No Rio Grande do Norte, um dos responsáveis pela reorganização dos trabalhistas é Marco Antônio dos Santos Silva, de 54 anos, que militou por mais de 20 anos no PT e recentemente estava no PCdoB, “sempre procurando me envolver com o sistema partidário, porque é quem organiza e estrutura a política”, diz.

A meta dos apoiadores do partido é reunir as cerca de 547 mil assinaturas até o final do ano, para estar apto a disputar as eleições de 2026. A direção nacional ainda não sabe quantos apoios têm até o momento, porque ainda não foi feita a consolidação dos documentos nos cartórios. 

“Mas está bem avançado. A expectativa é, no máximo até outubro, atingir as 547 mil assinaturas”, diz Marco Antônio.

No Rio Grande do Norte, a meta é contribuir com cerca de 20 mil assinaturas, mas a coleta no estado ainda está em estágio embrionário. O partido quer definir um esforço concentrado em alguns municípios para atingir o quantitativo esperado. 

“A expectativa nossa é, durante dois ou três meses, avançarmos fortemente. A gente estava fazendo outro tipo de discussão, reunindo para a criação da comissão provisória. Ficamos acompanhando os debates que estão tendo com o núcleo nacional. Então aqui especificamente e em outros estados nós temos a comissão provisória, mas não fizemos ainda um esforço contemplado, um foco específico, nessa questão de arregimentar as assinaturas. Mas aí a gente tem expectativa, sim, aqui também de contribuir e chegarmos até setembro tendo cumprido essas 20 mil assinaturas”, explica.

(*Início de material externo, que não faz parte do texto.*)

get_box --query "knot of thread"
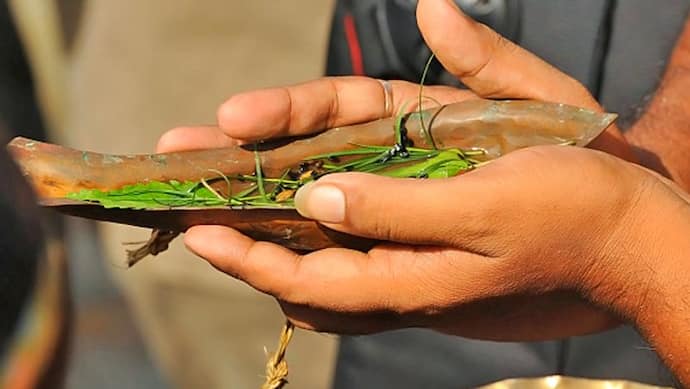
[261,321,295,389]
[125,229,179,267]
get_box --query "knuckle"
[323,78,341,129]
[561,76,597,106]
[466,23,501,78]
[369,215,399,241]
[281,86,296,133]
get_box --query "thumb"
[416,0,635,161]
[416,0,596,108]
[293,172,497,246]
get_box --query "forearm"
[620,188,690,385]
[626,18,690,192]
[636,215,690,385]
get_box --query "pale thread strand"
[260,320,295,389]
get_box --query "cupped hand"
[188,145,672,341]
[155,0,660,339]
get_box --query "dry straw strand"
[261,320,295,389]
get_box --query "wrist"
[578,173,690,316]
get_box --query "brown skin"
[626,17,690,191]
[158,0,690,384]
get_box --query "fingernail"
[294,182,346,223]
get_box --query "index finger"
[216,76,474,142]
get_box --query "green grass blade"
[418,53,438,149]
[254,146,267,198]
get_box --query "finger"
[277,245,503,333]
[185,226,501,324]
[157,126,238,153]
[217,77,474,142]
[293,171,509,253]
[417,0,595,107]
[184,224,396,311]
[416,0,635,161]
[278,260,618,338]
[186,225,617,338]
[184,225,304,296]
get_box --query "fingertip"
[416,0,459,21]
[156,126,237,153]
[156,127,190,153]
[417,0,470,40]
[216,94,247,131]
[293,181,313,218]
[183,225,302,296]
[183,225,221,256]
[183,225,251,268]
[294,180,346,223]
[294,172,400,234]
[417,0,487,74]
[217,88,290,141]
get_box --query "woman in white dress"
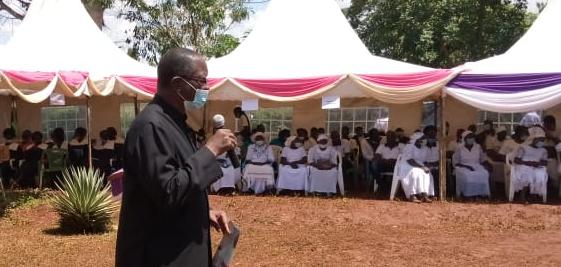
[453,131,491,198]
[397,132,434,203]
[513,128,548,202]
[243,132,275,195]
[308,134,338,196]
[211,147,242,194]
[276,136,308,194]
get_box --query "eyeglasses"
[174,75,207,86]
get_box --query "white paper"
[322,96,340,109]
[49,93,65,106]
[242,99,259,111]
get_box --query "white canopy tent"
[0,0,156,103]
[207,0,457,103]
[445,0,561,113]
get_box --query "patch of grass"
[0,189,48,217]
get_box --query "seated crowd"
[0,126,125,189]
[209,112,561,203]
[2,112,558,204]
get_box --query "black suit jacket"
[116,95,222,267]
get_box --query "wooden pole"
[10,96,17,132]
[86,97,93,168]
[134,96,139,116]
[439,95,447,200]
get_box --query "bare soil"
[1,194,561,266]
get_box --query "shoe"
[410,195,421,203]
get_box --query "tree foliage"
[0,0,112,28]
[124,0,250,64]
[345,0,536,68]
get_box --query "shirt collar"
[153,94,187,125]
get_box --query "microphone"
[213,114,241,169]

Entre os que reivindicam o PTB no Rio Grande do Norte, estão cerca de 20 pessoas no momento — alguns que ainda estão no PT e com experiência no movimento sindical, diz Marco Antônio.

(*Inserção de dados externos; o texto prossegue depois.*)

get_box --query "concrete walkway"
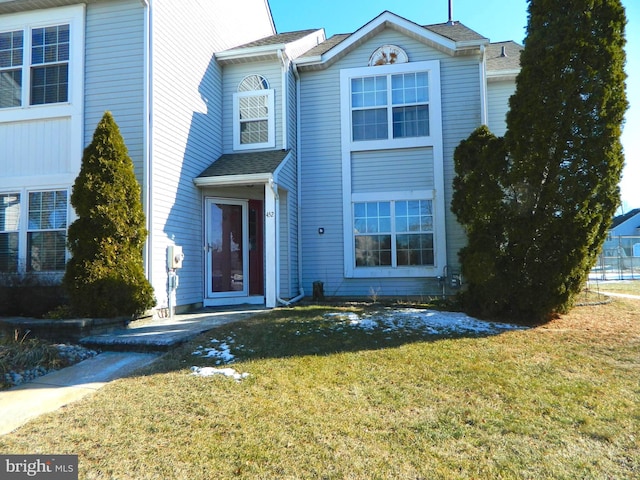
[0,352,159,435]
[0,307,266,436]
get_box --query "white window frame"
[0,192,21,272]
[0,187,69,274]
[233,89,275,151]
[346,190,442,278]
[340,60,441,152]
[0,5,84,123]
[340,60,447,279]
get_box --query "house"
[0,1,521,313]
[609,208,640,237]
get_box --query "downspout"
[278,49,288,149]
[479,44,488,126]
[281,63,306,305]
[141,0,152,283]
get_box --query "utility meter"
[167,245,184,269]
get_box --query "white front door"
[205,198,248,299]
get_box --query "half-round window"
[238,75,269,92]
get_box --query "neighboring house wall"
[611,212,640,236]
[84,0,144,181]
[486,79,515,137]
[299,27,482,297]
[148,0,274,309]
[0,4,85,274]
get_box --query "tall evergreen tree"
[453,0,627,321]
[63,112,155,317]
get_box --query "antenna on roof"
[447,0,455,25]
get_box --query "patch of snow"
[324,308,525,336]
[191,366,249,381]
[191,338,235,364]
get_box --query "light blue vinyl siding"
[221,61,283,153]
[300,28,481,297]
[148,0,275,308]
[149,1,234,308]
[84,0,144,183]
[276,153,298,298]
[351,148,434,193]
[487,79,516,137]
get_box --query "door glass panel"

“Nós temos umas duas dezenas de pessoas envolvidas nessa primeira discussão, que é uma discussão mais de forma estruturante, para depois caminhar, por exemplo, para o primeiro desafio, que é uma atividade prática de colher as assinaturas e depois, com a formalização do partido, sairmos criando os diretórios no maior número possível de municípios do estado”, aponta.

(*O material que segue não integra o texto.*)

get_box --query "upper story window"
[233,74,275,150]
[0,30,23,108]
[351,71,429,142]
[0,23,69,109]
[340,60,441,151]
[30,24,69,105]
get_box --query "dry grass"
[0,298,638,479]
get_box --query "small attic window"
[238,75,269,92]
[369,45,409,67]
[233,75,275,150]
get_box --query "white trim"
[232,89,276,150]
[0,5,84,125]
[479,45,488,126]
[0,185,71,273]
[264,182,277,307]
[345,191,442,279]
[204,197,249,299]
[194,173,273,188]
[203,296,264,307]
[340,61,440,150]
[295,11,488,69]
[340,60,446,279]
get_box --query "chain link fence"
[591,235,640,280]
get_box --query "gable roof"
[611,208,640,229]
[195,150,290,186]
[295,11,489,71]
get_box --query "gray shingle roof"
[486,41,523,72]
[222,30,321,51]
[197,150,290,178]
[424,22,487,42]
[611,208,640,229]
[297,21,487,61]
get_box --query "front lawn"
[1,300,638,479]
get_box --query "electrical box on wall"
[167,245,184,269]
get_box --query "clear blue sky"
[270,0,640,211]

“Falta um partido ideológico”, diz trabalhista

Para Marco Antônio, formado em Jornalismo e funcionário dos Correios há mais de 27 anos, há uma fragmentação da dimensão ideológica no Brasil. Tendo passado por PT e PCdoB, diz manter respeito às duas siglas, mas atesta suas diferenças.

“Há uma fragmentação da dimensão ideológica. Não temos propriamente partido ideológico no país. O PT é um partido respeitável — passei muito tempo lá, tenho grandes amigos lá —, mas é uma federação de interesses, uma federação de concepções da política. O PCdoB é um partido que tem uma relativa unidade do ponto de vista do entendimento, mas não tem densidade eleitoral”, aponta.

Em relação ao governo Lula, Marco Antônio o enxerga como uma gestão que “busca minimamente arrumar o grande estrago causado por Temer e Bolsonaro”.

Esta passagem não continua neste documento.